Music for Luddites | The Sound Team

We don’t have a CD player in our van and I’m sure there are a lot of people like us. We’re not Luddites or anything, but I like to think that technology peaked in 1975.

 

Have you the new Sound Team cassette tape, my friend? It’s a scant five songs long, but it’s divine. When I’m done with mine, I’ll rewind it and bring it over so you can hear it. It’s the least I can do for you letting me borrow those Kriss Kross and Hall & Oates tapes and eat all of your Pop Rocks.

The cassette tape, a manner of listening that endures by luck, was what we had back when we watched The A-Team and Punky Brewster and Boyz II Men were seducing us with their East Coast family harmonies. The Austin band of high school friends continues as an advocate of the tape—which, coincidentally, is about the size of those totally bitchin’ video iPods. They have released their EPs on the form since 2003, and will release their first full-length CD in May or June of this year. So, so blasphemous.

“We’ve been putting out tapes for years. That’s the way we operate,” lead singer Bill Baird said. “I like how you can just throw them around. For LPs, I have the utmost respect. I take great care of them and wipe them off. We don’t have a CD player in our van and I’m sure there are a lot of people like us.
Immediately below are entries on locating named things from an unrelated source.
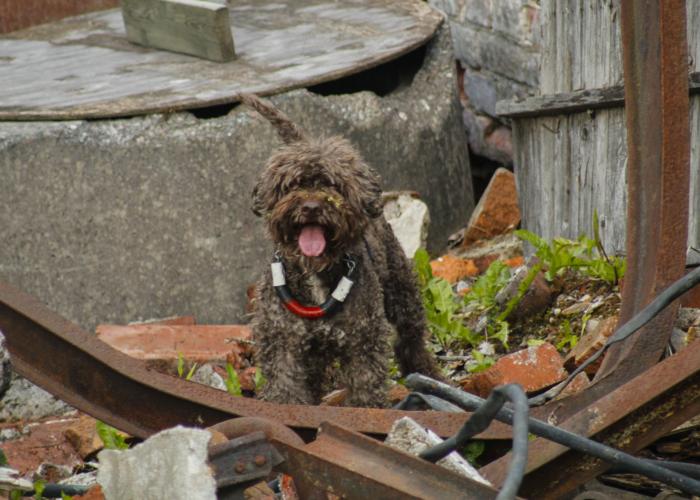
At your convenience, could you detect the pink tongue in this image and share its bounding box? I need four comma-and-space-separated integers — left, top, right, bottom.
299, 226, 326, 257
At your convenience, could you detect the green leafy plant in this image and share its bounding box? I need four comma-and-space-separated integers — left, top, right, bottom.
95, 420, 129, 450
34, 479, 46, 500
464, 260, 510, 310
414, 249, 478, 349
224, 363, 243, 396
467, 349, 496, 373
253, 367, 267, 393
557, 319, 578, 350
515, 211, 627, 285
177, 352, 197, 380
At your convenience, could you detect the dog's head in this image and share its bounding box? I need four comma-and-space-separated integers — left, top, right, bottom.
241, 95, 382, 271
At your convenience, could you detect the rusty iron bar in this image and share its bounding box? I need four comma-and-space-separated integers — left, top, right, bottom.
0, 283, 510, 439
273, 423, 506, 500
532, 0, 690, 426
479, 334, 700, 498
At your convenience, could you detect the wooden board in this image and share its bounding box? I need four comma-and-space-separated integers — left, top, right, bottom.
122, 0, 235, 62
508, 0, 700, 253
0, 0, 442, 120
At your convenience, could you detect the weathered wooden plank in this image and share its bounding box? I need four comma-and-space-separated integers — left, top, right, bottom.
122, 0, 235, 62
496, 72, 700, 118
512, 0, 700, 253
0, 0, 443, 120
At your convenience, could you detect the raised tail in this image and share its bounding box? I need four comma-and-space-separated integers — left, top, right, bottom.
239, 94, 306, 144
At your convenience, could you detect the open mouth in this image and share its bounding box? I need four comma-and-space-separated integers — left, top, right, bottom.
299, 224, 326, 257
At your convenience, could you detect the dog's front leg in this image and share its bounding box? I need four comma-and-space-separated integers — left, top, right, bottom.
257, 344, 316, 405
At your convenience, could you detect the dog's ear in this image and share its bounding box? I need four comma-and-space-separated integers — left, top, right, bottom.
350, 167, 383, 219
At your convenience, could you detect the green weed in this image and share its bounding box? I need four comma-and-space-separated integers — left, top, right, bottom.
224, 363, 243, 396
95, 420, 129, 450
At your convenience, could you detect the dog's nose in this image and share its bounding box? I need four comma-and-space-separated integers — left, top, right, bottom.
301, 200, 321, 217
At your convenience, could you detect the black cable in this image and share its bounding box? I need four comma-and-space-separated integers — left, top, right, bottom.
419, 384, 530, 500
406, 373, 700, 495
530, 267, 700, 406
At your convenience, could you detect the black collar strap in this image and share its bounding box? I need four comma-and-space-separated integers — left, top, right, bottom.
270, 253, 356, 319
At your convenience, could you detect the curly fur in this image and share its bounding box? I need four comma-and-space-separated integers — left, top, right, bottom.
241, 95, 437, 406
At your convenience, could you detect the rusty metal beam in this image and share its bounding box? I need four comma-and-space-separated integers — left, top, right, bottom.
273, 423, 498, 500
0, 283, 510, 439
479, 334, 700, 498
532, 0, 690, 426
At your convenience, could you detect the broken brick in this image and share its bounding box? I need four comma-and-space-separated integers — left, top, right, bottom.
321, 389, 348, 406
63, 415, 103, 459
97, 324, 251, 363
430, 255, 479, 284
564, 316, 617, 376
462, 343, 567, 397
462, 168, 520, 246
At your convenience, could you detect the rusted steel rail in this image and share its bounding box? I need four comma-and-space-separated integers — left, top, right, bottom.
0, 283, 510, 439
532, 0, 690, 421
479, 334, 700, 498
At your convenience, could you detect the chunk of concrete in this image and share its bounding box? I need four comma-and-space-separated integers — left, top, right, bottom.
0, 373, 75, 422
384, 417, 492, 486
0, 22, 474, 330
384, 193, 430, 259
97, 426, 216, 500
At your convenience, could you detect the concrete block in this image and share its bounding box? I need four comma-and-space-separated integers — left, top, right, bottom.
0, 23, 474, 330
97, 426, 216, 500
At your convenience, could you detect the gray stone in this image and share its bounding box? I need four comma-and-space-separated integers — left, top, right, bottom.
451, 22, 539, 88
384, 417, 491, 486
464, 0, 494, 28
462, 108, 513, 166
0, 376, 75, 422
464, 68, 534, 118
384, 194, 430, 259
428, 0, 465, 17
0, 332, 12, 398
190, 364, 226, 391
493, 0, 528, 39
0, 28, 474, 330
97, 426, 216, 500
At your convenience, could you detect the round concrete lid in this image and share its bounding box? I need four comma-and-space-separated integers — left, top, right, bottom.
0, 0, 442, 120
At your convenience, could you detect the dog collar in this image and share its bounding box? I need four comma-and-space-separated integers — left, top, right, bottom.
270, 253, 356, 319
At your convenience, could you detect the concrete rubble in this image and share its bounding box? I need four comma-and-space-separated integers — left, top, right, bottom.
97, 426, 216, 500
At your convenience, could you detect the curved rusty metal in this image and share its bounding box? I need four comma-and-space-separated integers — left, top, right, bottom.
209, 417, 304, 446
549, 0, 690, 419
0, 283, 510, 439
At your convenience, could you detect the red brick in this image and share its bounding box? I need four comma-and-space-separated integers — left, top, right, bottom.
97, 324, 251, 363
2, 418, 82, 475
129, 316, 197, 326
462, 343, 567, 397
63, 415, 103, 459
462, 168, 520, 246
430, 255, 479, 283
554, 371, 591, 400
We’re not Luddites or anything, but I like to think that technology peaked in 1975.”

Most of the band’s latest EP, Work, feels like footage from a fuzzy Super 8 camera—though it should be clear that film is not music and music is not film. What gives “The Fastest Man Alive” and “In the Dark No One Can Hear You Sweat” their immediate, grainy appeal is Baird’s roughshod vocals that seem sepia-toned, like they’ve already had their life and now are just spooling out like a misfeeding video projector, slow and touching.
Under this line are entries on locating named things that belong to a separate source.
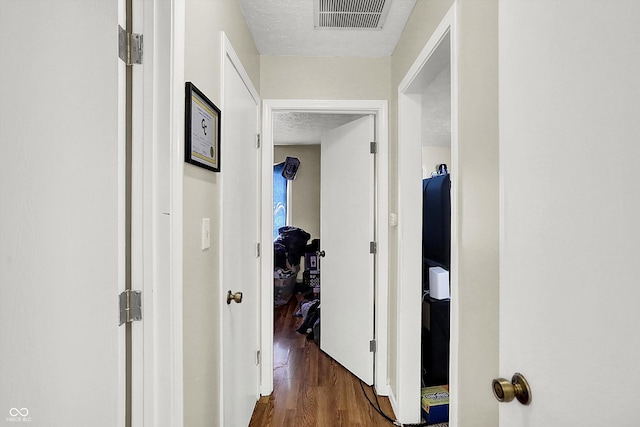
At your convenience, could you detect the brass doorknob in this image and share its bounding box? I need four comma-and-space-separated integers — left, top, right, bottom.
227, 291, 242, 304
492, 372, 531, 405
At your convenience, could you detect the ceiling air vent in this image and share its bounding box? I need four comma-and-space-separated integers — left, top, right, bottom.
313, 0, 391, 30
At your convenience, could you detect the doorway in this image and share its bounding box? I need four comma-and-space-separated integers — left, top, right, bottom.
397, 7, 458, 425
261, 100, 388, 395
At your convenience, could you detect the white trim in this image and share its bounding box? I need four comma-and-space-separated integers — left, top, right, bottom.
392, 3, 459, 427
141, 0, 184, 427
260, 99, 389, 396
218, 31, 262, 426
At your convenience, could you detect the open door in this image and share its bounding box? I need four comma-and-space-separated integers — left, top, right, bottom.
320, 115, 375, 385
220, 35, 260, 426
0, 0, 125, 426
498, 0, 640, 427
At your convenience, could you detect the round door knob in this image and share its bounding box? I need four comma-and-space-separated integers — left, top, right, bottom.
227, 291, 242, 304
492, 372, 531, 405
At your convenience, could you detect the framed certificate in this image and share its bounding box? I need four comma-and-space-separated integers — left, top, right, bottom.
184, 82, 221, 172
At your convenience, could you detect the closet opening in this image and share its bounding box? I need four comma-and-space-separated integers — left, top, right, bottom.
398, 12, 458, 424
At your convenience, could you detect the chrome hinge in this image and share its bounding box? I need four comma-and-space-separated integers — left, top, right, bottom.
119, 289, 142, 326
118, 25, 142, 65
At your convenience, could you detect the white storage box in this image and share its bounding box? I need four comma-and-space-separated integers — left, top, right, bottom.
429, 267, 450, 299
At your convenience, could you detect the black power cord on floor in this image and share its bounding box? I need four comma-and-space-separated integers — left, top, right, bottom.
360, 380, 429, 427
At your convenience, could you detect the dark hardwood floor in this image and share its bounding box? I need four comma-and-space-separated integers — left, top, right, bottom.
249, 298, 395, 427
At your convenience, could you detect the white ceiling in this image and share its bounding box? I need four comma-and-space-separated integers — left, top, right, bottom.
239, 0, 416, 145
273, 112, 363, 145
239, 0, 416, 57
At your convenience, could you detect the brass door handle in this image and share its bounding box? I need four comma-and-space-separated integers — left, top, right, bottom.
227, 291, 242, 304
492, 372, 531, 405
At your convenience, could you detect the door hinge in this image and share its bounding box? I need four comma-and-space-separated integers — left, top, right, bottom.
369, 141, 378, 154
119, 289, 142, 326
118, 25, 143, 65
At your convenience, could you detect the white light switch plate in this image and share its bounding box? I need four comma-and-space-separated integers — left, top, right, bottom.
202, 218, 211, 250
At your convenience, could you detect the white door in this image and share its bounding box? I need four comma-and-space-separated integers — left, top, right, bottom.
320, 115, 374, 385
220, 42, 260, 427
500, 0, 640, 427
0, 0, 125, 427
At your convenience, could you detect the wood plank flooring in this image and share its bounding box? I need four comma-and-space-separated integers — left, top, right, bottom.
249, 298, 395, 427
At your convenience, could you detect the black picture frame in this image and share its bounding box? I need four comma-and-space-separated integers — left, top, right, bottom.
184, 82, 222, 172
“Just like anybody, we’re trying to combine everything from before us and make it something new,” he said. “I write a lot of music, but I don’t write a lot of lyrics. When I do, it’s usually whatever pops into your head that gets something going. It might just be a breakfast bagel and then you just dig yourself out of the hole you got yourself into.”
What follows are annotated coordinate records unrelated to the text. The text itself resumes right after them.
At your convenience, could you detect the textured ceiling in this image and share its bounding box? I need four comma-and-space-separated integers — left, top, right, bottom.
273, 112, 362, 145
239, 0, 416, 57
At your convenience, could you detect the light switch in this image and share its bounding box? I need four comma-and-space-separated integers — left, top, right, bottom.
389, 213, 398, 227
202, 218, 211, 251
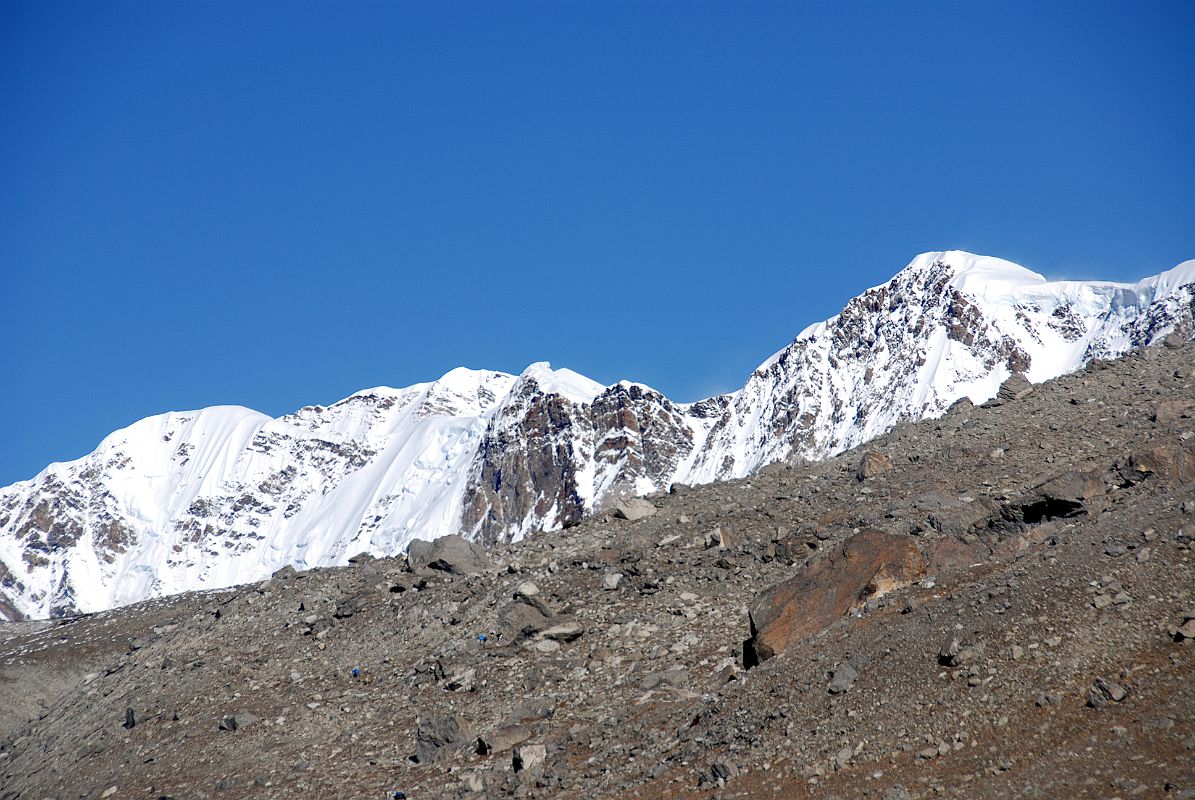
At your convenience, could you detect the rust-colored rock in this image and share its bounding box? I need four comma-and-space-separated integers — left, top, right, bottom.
746, 530, 925, 666
854, 450, 893, 481
1129, 442, 1195, 486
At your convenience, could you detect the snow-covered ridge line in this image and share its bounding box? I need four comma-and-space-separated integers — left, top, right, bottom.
0, 251, 1195, 618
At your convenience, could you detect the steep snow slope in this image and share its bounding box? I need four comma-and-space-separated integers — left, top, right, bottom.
0, 251, 1195, 618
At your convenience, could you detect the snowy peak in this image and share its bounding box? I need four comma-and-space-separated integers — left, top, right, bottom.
893, 250, 1047, 297
0, 250, 1195, 618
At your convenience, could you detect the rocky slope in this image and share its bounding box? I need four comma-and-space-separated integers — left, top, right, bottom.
0, 337, 1195, 800
0, 251, 1195, 618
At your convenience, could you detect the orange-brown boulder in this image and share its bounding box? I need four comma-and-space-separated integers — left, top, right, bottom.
744, 530, 925, 666
1130, 442, 1195, 486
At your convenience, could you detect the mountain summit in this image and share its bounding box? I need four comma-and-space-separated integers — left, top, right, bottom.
0, 251, 1195, 619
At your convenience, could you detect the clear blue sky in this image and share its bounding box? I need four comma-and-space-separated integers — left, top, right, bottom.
0, 0, 1195, 483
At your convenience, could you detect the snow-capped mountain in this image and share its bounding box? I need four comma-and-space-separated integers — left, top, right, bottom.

Recently, the band has been making frequent trips to California and back, playing parties in Los Angeles and San Francisco, but nowhere in the middle to break their up drive because they’re still an obscure group. They played the famed Troubadour, where Baird pointed out that Richard Pryor worked, and they’re busting ass to get their soundscapes in more hands.

“No one really knows about us yet, outside the big cities. We don’t care about money. We just want to play in front of people,” he said. And what’s SXSW like? “It’s like a giant taco…made of guitars…deep-fried and made out of beer.”